In an action that may eventually lead to clarification around what constitutes a “financial incentive” for purposes of the California Consumer Privacy Act (CCPA), Attorney General Rob Bonta announced on January 28, 2022 that his office (the AG) was beginning an “investigative sweep” pursuant to the CCPA. The AG identified its focus on businesses operating customer loyalty programs in California and those businesses’ compliance with the CCPA’s notice requirements relating to financial incentives. In its press release, the AG indicated that it had sent letters to “major corporations” across industry sectors, including retail, home improvement, travel, and food services. These letters alleged the recipients’ non-compliance with the CCPA and provided a 30-day period for companies to cure existing issues and come into compliance with the law.

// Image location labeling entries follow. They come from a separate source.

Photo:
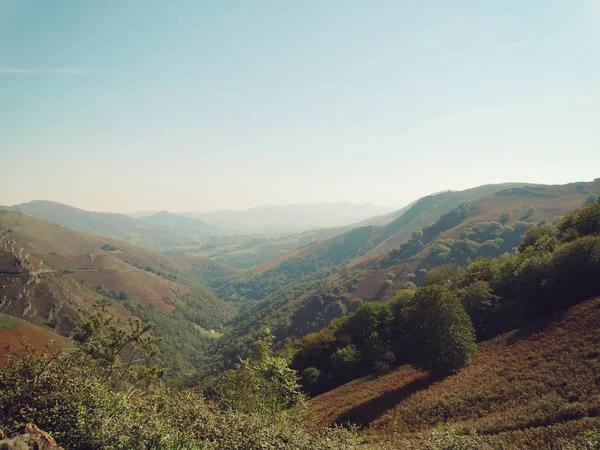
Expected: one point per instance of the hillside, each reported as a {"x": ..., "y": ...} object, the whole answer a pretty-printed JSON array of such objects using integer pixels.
[
  {"x": 169, "y": 220},
  {"x": 63, "y": 271},
  {"x": 288, "y": 219},
  {"x": 164, "y": 235},
  {"x": 15, "y": 331},
  {"x": 464, "y": 234},
  {"x": 301, "y": 291},
  {"x": 526, "y": 389}
]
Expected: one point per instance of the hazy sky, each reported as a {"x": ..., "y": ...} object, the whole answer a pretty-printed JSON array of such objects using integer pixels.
[{"x": 131, "y": 105}]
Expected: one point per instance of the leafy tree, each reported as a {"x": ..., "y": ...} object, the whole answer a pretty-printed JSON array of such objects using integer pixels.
[
  {"x": 265, "y": 386},
  {"x": 481, "y": 304},
  {"x": 438, "y": 331},
  {"x": 534, "y": 235}
]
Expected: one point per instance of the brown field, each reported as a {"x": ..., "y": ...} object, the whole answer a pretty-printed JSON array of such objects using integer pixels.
[
  {"x": 525, "y": 389},
  {"x": 14, "y": 332},
  {"x": 62, "y": 248},
  {"x": 489, "y": 208},
  {"x": 145, "y": 288}
]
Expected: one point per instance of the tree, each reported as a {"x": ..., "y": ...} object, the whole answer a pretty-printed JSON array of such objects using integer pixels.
[
  {"x": 265, "y": 385},
  {"x": 481, "y": 304},
  {"x": 438, "y": 333}
]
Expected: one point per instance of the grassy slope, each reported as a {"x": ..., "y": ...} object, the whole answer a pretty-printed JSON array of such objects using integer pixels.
[
  {"x": 14, "y": 331},
  {"x": 556, "y": 201},
  {"x": 61, "y": 248},
  {"x": 526, "y": 389}
]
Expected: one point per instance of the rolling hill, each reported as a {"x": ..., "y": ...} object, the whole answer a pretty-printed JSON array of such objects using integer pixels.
[
  {"x": 301, "y": 291},
  {"x": 14, "y": 332},
  {"x": 531, "y": 388},
  {"x": 50, "y": 272},
  {"x": 289, "y": 219},
  {"x": 164, "y": 232},
  {"x": 169, "y": 220}
]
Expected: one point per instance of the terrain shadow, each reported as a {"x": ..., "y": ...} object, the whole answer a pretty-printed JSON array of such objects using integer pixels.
[
  {"x": 542, "y": 324},
  {"x": 370, "y": 410}
]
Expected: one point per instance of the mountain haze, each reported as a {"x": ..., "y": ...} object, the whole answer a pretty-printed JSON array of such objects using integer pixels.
[{"x": 292, "y": 218}]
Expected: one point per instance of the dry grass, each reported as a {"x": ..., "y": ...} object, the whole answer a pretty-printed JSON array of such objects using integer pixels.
[
  {"x": 525, "y": 388},
  {"x": 14, "y": 332},
  {"x": 60, "y": 247}
]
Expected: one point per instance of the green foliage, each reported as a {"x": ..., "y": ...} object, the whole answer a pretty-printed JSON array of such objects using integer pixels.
[
  {"x": 434, "y": 327},
  {"x": 70, "y": 396},
  {"x": 265, "y": 385},
  {"x": 481, "y": 304},
  {"x": 438, "y": 331},
  {"x": 581, "y": 222},
  {"x": 504, "y": 218}
]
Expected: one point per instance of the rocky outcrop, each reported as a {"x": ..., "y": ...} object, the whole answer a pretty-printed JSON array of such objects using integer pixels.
[{"x": 32, "y": 439}]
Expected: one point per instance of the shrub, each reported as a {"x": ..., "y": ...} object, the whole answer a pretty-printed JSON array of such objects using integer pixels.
[{"x": 438, "y": 331}]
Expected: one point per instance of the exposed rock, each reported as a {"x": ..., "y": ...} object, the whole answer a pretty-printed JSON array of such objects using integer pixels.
[{"x": 32, "y": 439}]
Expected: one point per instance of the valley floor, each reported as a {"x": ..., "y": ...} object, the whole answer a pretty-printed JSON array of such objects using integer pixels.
[{"x": 537, "y": 387}]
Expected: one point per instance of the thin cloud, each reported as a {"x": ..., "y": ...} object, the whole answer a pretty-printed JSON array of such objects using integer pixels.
[
  {"x": 43, "y": 71},
  {"x": 482, "y": 46},
  {"x": 376, "y": 64}
]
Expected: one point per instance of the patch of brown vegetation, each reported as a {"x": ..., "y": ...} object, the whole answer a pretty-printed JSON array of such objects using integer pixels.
[
  {"x": 528, "y": 386},
  {"x": 14, "y": 332}
]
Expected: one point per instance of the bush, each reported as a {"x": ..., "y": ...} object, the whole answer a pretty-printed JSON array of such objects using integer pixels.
[{"x": 69, "y": 396}]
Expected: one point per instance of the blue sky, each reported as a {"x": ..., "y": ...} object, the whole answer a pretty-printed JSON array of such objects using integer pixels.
[{"x": 132, "y": 105}]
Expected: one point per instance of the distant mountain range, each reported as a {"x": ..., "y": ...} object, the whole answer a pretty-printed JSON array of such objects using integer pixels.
[{"x": 294, "y": 218}]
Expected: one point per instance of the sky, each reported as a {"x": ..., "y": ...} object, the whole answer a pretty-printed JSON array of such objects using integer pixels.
[{"x": 127, "y": 105}]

The announcement made clear that the AG believes that at least some consumer loyalty programs fall squarely within the CCPA and related regulations and that the CCPA applies with equal force to both online and “brick and mortar” transactions. Attorney General Bonta cited examples of providing a “phone number for a discount at the supermarket” or using “rewards for a free coffee at our local coffee shop” as the type of loyalty programs that require notices to be issued under the CCPA. He also referred to businesses’ finding “new ways to profit” from consumers’ personal information. What is not yet clear is whether the AG deems any loyalty program a financial incentive, or whether a loyalty program or similar offering is a financial incentive only if a participating consumer is foreclosed from exercising his or her rights under the CCPA, such as the right to opt out of the sale of his or her personal data or the right to request its deletion.
Where businesses offer financial incentives, such as discounts or free items, to their customers as part of covered loyalty programs in exchange for personal information, the CCPA requires that those businesses provide consumers with a notice relating to those financial incentives. This notice must include, among other things, a clear description of the incentives the program offers, the type of personal information the program is requesting, and the consumer’s right to opt out of the program. Failure to comply with this notice requirement places the company in violation of the CCPA and may subject the violator to civil penalties.
The AG’s press release noted that its actions were just a piece of a larger set of enforcement actions that the office had taken since it began enforcing the CCPA’s notice requirements in July 2020. Businesses operating customer loyalty programs in California should be sure to review the AG’s guidance on the CCPA and reach out to counsel if they remain unsure of the obligations under that law.